The anonymous protesters then placed flyers under the windshields of cars in the neighborhood. The fliers include a photo of Levandowski’s home and a lengthy statement that describes the Google staffer as bringing evil into the world. The headline reads: “Anthony Levandowski is building an unconscionable world of surveillance, control and automation. He is also your neighbor.”
Thirty-three-year old UC Berkeley alum Levandowski lives with his fiancée and two young children in the Elmwood neighborhood. According to a November 2013 profile in the New Yorker, he is an engineer at Google X, the company’s “semi-secret” lab for experimental technology. He has been a key player in the development of Google Street View and Google’s self-driving cars.
Shortly after 8 a.m. the activists were at Ashby BART station where they tried to block one of Google’s employee shuttle buses from leaving for the company’s headquarters in Mountain View.
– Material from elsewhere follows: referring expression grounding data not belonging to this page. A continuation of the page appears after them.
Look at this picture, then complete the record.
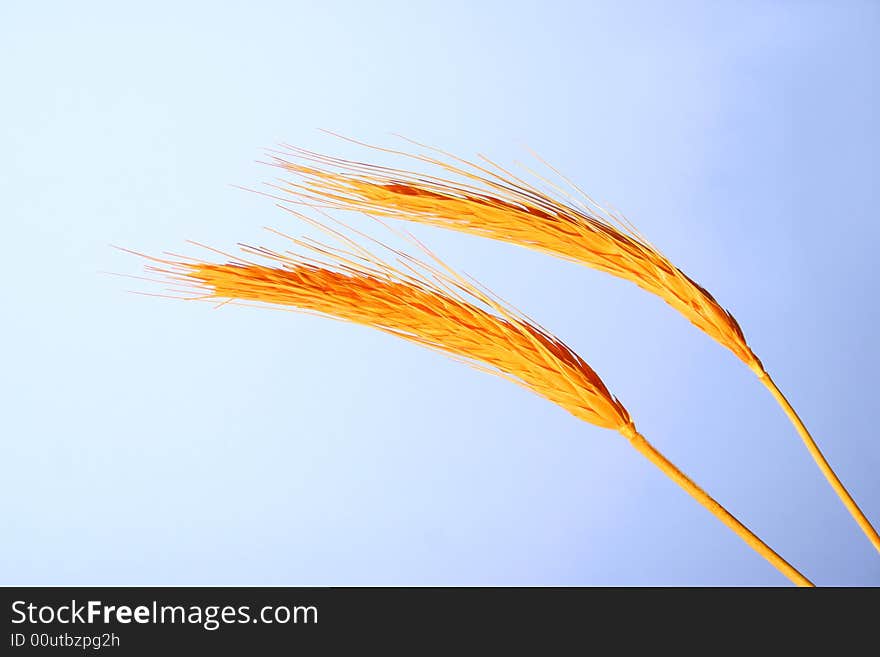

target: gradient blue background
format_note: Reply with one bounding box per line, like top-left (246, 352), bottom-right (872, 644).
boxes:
top-left (2, 1), bottom-right (878, 585)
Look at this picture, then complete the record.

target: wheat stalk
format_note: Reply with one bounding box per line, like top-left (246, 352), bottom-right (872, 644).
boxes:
top-left (131, 213), bottom-right (812, 585)
top-left (267, 136), bottom-right (880, 555)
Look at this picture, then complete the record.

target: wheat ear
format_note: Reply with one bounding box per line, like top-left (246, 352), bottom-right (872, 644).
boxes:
top-left (267, 137), bottom-right (880, 554)
top-left (130, 212), bottom-right (812, 585)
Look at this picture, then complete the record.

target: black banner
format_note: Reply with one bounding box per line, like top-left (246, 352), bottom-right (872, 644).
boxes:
top-left (1, 587), bottom-right (872, 652)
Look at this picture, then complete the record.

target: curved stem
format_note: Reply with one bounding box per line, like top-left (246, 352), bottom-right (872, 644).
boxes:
top-left (621, 426), bottom-right (813, 586)
top-left (759, 372), bottom-right (880, 554)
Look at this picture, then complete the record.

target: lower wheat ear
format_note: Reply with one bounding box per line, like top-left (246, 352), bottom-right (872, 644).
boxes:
top-left (130, 216), bottom-right (812, 586)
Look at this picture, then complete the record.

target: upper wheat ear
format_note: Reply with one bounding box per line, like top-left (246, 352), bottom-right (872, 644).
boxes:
top-left (128, 211), bottom-right (812, 586)
top-left (267, 136), bottom-right (880, 557)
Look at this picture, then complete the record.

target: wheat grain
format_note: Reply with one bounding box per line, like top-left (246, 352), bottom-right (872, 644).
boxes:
top-left (143, 219), bottom-right (631, 432)
top-left (267, 137), bottom-right (762, 372)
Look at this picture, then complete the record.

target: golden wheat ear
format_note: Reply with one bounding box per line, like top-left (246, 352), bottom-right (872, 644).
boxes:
top-left (130, 212), bottom-right (812, 585)
top-left (267, 137), bottom-right (880, 556)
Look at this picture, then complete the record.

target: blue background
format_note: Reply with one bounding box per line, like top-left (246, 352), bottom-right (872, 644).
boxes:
top-left (2, 1), bottom-right (878, 585)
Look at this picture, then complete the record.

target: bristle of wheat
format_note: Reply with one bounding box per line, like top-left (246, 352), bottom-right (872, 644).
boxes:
top-left (145, 227), bottom-right (632, 433)
top-left (267, 141), bottom-right (763, 373)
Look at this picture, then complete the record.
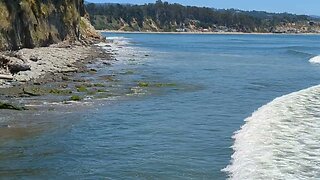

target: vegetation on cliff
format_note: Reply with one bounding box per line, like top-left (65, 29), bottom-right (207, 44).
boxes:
top-left (0, 0), bottom-right (100, 51)
top-left (86, 0), bottom-right (320, 33)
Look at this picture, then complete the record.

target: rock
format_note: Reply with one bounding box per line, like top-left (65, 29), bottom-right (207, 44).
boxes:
top-left (59, 68), bottom-right (78, 73)
top-left (103, 62), bottom-right (112, 66)
top-left (70, 95), bottom-right (82, 101)
top-left (23, 87), bottom-right (43, 96)
top-left (8, 63), bottom-right (31, 74)
top-left (0, 102), bottom-right (26, 111)
top-left (0, 55), bottom-right (10, 64)
top-left (138, 82), bottom-right (149, 87)
top-left (0, 55), bottom-right (32, 74)
top-left (14, 72), bottom-right (31, 82)
top-left (0, 74), bottom-right (13, 80)
top-left (62, 76), bottom-right (70, 81)
top-left (30, 55), bottom-right (41, 62)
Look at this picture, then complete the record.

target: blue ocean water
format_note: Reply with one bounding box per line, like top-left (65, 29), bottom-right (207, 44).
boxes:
top-left (1, 33), bottom-right (320, 179)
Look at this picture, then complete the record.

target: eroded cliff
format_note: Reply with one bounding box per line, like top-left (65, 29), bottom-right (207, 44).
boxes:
top-left (0, 0), bottom-right (99, 51)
Berkeley Police were alerted at 8:18 a.m. of the protest by Google security personnel, according to police spokeswoman Officer Jennifer Coats. Google reported approximately 10 protestors blocking a bus in the 3100 block of Adeline Street, Coats told Berkeleyside. “As officers arrived on scene a small group was in the roadway blocking the bus. At the same time a BART police officer had arrived and communicated with the group and asked them to leave the roadway. The group left the roadway, no further police action was required,” she said.
Over the past few months activists have been staging protests and blocking the path of many Google employee shuttle buses in San Francisco and Oakland. They have targeted the luxury buses because they say they symbolize gentrification and elitism. The activists claim high-paid tech employees are squeezing out the middle and working classes from the city.
On Tuesday, San Francisco’s Municipal Railway Agency board voted to impose fees and restrictions on the private use of public bus stops. The new $1 a day per stop will cost private bus companies — which run routes for Google and other Silicon Valley employers — about $100,000 a year, according to the paper. Last week UC Berkeley released a study on the impact of the shuttle buses on commutes and home location choices.
The Berkeley campaign focuses on surveillance and threats to privacy, according to the flyer distributed around the neighborhood. The Counterforce flyer enumerates many of Google’s projects, describes a promotional video for its self-driving car, and cites the company’s motto: “Don’t be evil.” It also details Levandowski’s involvement in a mixed-use housing development called Garden Village planned for Dwight Way near downtown Berkeley. Levandowski owns the property the project will be built on.
The flyer describes Levandowski as descending the steps of his home (described elsewhere by the group as “pompous” and a “palace”) wearing Google Glass, carrying a baby and holding a tablet with his free arm. The photograph of the Google engineer’s home includes a clearly visible house number and was sourced from Google Street View. Berkeleyside is not naming the street on which Levandowski lives.
The flyer concludes: “Have courage. Find others who feel the same way and block a tech bus. Steal from the techies you babysit for. Take down surveillance cameras. Go hard: The time is now.”
Levandowski has not returned emails from Berkeleyside asking for comment.
A neighbor of Levandowski’s, who wishes to remain anonymous, said she found one of the flyers on her car Tuesday morning. After reading it, she walked up the street and removed many of the flyers from neighbors’ cars. She said she did not believe any neighbor should be treated to what she described as “vigilante justice.” “The fact that the writer did not identify him or herself warranted my anonymous countermeasure,” she said.
Alerted to the activists’ action by Berkeleyside, Councilman Gordon Wozniak, who represents the district where Levandowski has his home, said such a protest could lead to dangerous consequences. “It’s one thing to protest against a corporation by demonstrating beside a bus, but going after an individual at his home is a bad escalation,” he said. “Homes are supposed to be a safe place. This would be scary [for the homeowner].” Wozniak said he would consult with Berkeley’s city manager and chief of police on the matter.
Local lawyer Tom Miller said the protest was likely not illegal. There is a fine balance between the right to privacy and the right of freedom of speech, he said: “Lines need to be drawn.” But, he said, if the activists were on public property and were not advocating violence they were probably not breaking the law. Miller said the protest and written statement is “very much in the Berkeley tradition of questioning important issues about society.”
“Opposing what is happening in our society regarding surveillance and identifying people who are involved in creating these things is perfectly legitimate, as long as you’re not saying anything untruthful,” he said.